Much of the technology discussed throughout Set Top Boxing is either obsolete or soon to be, as television transmission technologies evolve, older technologies fall out of favour or more modern revisions become incompatible with older receivers.
In the computer world, this phasing out of support, technological redundancy, and future incompatibility is handled extensively by emulation and a market for hobbyist-designed expansions and restoration products for now-obsolete computers. Not every machine is preserved and usable in its entirety as some peripherals may be rare or difficult to recreate, but almost every piece of home gaming or productivity equipment one might commonly think of is preserved in some sense or another by dedicated fans and enthusiasts.
Efforts of a similar kind are unfortunately not as commonly found within other areas of home technology, where equipment tends to be considered less noteworthy or more disposable. There are projects of relevance, most notably hacktv (software to produce many analogue television signals to feed into various forms of old equipment such as PAL FM satellite receivers, D-MAC receivers, or 405-line televisions. Within the television history community, there exist 625-line PAL to 405-line signal converters, however these are purpose-built, expensive, and can perform only that duty. Amateur radio enthusiasts have some tools for transmitting television signals, however these are also fairly specific and intended for amateur radio licence-holders. These projects are few and far between when compared to computer preservation and often less accessible, they also tend not to target service-specific receivers which results in compatibility issues with receivers designed explicitly to operate on a particular company’s transmissions.

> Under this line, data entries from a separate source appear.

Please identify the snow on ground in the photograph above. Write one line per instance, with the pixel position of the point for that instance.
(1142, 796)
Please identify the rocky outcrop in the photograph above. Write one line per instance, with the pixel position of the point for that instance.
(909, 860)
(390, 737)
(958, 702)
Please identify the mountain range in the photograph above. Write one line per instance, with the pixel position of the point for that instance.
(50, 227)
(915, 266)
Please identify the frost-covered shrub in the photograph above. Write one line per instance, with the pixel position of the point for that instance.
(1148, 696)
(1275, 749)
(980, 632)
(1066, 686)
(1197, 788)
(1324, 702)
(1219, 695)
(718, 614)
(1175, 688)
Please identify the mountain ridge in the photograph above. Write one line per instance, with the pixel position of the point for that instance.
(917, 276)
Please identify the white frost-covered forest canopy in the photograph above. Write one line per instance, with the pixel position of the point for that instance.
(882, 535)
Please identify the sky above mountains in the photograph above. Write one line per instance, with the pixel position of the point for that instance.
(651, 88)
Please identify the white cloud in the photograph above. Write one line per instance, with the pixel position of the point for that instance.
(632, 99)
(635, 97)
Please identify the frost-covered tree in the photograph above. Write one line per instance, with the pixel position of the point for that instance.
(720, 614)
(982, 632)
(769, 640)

Whilst hacktv admirably generates a broad array of exciting signals for any vintage television enthusiast, its purpose is purely analogue, it does not cover digital technologies such as DVB. This is the purpose of gonedigital; to continue that lineage of television reception equipment from the late 1980s and early 1990s as served by hacktv into the digital era of the late 1990s and early 2000s. It is intended to be a project which documents and implements transmissions compatible with the likes of ONdigital DVB-T (which inspired its name), Cable & Wireless/Telewest/NTL DVB-C, and Sky Digital Digibox DVB-S receivers.

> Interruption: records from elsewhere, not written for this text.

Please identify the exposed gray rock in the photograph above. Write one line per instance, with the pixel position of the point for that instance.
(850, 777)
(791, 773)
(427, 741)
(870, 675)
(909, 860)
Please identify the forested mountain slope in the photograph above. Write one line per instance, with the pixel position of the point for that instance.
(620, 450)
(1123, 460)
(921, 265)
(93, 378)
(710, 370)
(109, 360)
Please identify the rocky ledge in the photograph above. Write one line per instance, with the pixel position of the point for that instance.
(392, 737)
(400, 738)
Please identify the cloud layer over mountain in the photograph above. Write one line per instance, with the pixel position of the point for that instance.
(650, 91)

These receivers are nominally DVB-compliant, but aspects of them (commonly EPG data, for example) are often custom and do not work correctly with simplistic DVB transmissions which would better suit more generic receivers not affiliated with any particular broadcaster. Some receivers of this type, in particular many digital cable receivers, simply will not even boot without the appropriate signal present. This makes it very difficult to produce modern, high-quality videos and screenshots documenting their behaviour and user-interface appearance. This is the drive behind gonedigital, to enable once again (and to maintain, as services continue to abandon older receivers) the operation – as close to full is as reasonably achievable – of these receivers such that they may be experienced and documented as they were intended to be used over twenty years ago.